Gabriela’s Trail and Edmund’s Gorge will remain closed for three years after a devastating fire – 2024-03-16 03:57:04

by times news cr

2024-03-16 03:57:04

CTK

Updated 23 hours ago

Lumberjacks and height workers cannot work on Gabriel’s Trail and most of Edmund’s Gorge. Both tourist destinations in the Czech Switzerland National Park were destroyed by fire in the summer of 2022. Removing the trees would be dangerous for them and would destroy the character of the natural monuments.

This was shown by the results of last year’s test intervention by foresters over Edmund’s Gorge. The popular spots will be closed for another three years, after which the park administration will check whether the danger has passed. Administration spokesman Tomáš Salov informed about this on Thursday.

Cutting down the trees would release the rocks. The intervention would thus be unsafe for the foresters. The work would not ensure safety even for tourists due to falling boulders. At the same time, studies commissioned by the park administration after a test intervention over Edmund’s Gorge last July documented and pointed out that nature in both areas needs time to recover from the fire.

In addition, mining would devastate the rare nature, the reserve administration said. According to the administration, partial forestry works on a roughly one-kilometer section from the Border Bridge to the so-called log buildings at the upper dock of the gorge are being considered. The park administration is preparing it for this year. In Edmund’s gorge, the Hřensko village operated boat trips. Due to the closure, it loses revenue to the budget.
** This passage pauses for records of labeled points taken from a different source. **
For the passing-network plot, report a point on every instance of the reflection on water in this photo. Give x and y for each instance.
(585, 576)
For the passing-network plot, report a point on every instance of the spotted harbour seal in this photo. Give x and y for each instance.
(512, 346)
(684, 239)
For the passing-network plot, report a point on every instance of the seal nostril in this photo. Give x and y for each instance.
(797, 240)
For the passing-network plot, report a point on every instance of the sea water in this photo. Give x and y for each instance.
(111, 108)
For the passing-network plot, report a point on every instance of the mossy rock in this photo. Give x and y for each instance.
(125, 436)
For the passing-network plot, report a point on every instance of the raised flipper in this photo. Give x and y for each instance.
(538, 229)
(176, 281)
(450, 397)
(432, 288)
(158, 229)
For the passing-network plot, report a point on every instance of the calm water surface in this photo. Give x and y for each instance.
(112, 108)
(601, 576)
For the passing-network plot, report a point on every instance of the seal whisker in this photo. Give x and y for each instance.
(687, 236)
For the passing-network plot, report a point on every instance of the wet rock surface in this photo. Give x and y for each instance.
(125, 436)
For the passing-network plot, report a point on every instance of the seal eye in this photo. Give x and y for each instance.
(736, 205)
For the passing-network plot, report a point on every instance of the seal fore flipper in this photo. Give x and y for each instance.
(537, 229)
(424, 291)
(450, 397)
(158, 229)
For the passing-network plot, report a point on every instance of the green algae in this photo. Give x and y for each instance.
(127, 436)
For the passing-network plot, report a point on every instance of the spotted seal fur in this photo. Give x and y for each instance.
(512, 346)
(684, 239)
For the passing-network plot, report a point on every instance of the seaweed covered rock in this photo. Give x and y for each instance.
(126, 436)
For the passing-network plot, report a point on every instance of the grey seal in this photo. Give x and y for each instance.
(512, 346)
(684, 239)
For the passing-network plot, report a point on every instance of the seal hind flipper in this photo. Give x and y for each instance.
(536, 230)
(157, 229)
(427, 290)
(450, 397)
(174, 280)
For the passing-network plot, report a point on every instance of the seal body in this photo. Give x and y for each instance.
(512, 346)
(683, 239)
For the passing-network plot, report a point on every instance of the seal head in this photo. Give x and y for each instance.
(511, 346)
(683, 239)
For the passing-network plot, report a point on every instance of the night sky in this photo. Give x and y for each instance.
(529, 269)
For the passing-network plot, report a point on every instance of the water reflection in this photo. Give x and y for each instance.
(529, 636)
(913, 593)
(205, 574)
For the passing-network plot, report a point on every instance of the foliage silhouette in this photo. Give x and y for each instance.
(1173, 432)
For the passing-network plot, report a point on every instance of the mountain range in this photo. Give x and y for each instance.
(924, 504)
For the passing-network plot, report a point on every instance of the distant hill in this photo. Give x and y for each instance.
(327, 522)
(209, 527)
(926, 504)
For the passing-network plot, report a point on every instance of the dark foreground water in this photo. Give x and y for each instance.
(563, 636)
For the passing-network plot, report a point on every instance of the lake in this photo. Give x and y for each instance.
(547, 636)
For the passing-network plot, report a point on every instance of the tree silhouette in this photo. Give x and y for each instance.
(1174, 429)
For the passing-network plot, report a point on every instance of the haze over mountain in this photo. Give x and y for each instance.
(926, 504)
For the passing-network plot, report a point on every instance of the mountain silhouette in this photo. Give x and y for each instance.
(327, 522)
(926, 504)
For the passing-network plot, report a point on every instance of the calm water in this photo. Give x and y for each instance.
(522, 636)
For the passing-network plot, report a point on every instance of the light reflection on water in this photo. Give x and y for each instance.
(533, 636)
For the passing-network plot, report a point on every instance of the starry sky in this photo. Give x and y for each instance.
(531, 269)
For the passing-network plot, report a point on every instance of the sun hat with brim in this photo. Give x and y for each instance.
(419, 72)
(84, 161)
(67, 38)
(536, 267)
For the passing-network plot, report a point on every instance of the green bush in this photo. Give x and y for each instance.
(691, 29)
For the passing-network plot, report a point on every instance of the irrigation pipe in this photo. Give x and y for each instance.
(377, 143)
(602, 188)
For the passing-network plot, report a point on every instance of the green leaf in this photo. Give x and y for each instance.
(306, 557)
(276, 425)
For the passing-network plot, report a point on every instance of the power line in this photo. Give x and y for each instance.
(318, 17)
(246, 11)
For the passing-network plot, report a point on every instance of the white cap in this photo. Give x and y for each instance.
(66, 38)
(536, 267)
“It’s more about the fact that we replace the role of the state on many fronts,” said Hřensk Deputy Mayor Robert Mareš. He added that the municipality pays large sums for firefighters, replaces the work of the state police and pays a lot of money for the municipal police. “It’s costing us all a lot of money and we’re missing the revenue from Edmund’s Gorge,” he added.

“As can be seen from expert studies and in the field, the still-standing trees affected by the fire maintain moisture on the exposed southern slopes of Edmund’s gorge and Gabriela’s trail. They are home to an extremely diverse number of insects, birds nest in their cavities and bats also use them,” said the director of administration reservation Petr Kříž.

He added that mining would disturb the weak soil layer of mosses and seedlings of local trees, which formed at the fire site and is the basis of a new generation of forest. The new generation of trees, on the other hand, stabilizes slopes disturbed over time better than human intervention. The park administration will monitor the situation in both locations. In three years, they will reassess whether the extreme danger for visitors has passed and it will be possible to send loggers into the field.

The National Park Service also unveiled a maintenance plan for both tourist and emergency roads on Thursday. The length of the road network is 290 kilometers. The Ministry of the Environment has prepared an amendment to the Act on Nature and Landscape Protection.

“It is a proposal to change the law, which will allow the individual administrations of national parks to maintain the entire road network in the long term. And at the same time, even those areas that are dangerous due to calamities, for example forests affected by the bark beetle, visitors can only enter at their own risk ,” said Minister Petr Hladík (KDU-ČSL). The change would allow the park management to re-mark or open a number of routes for tourists.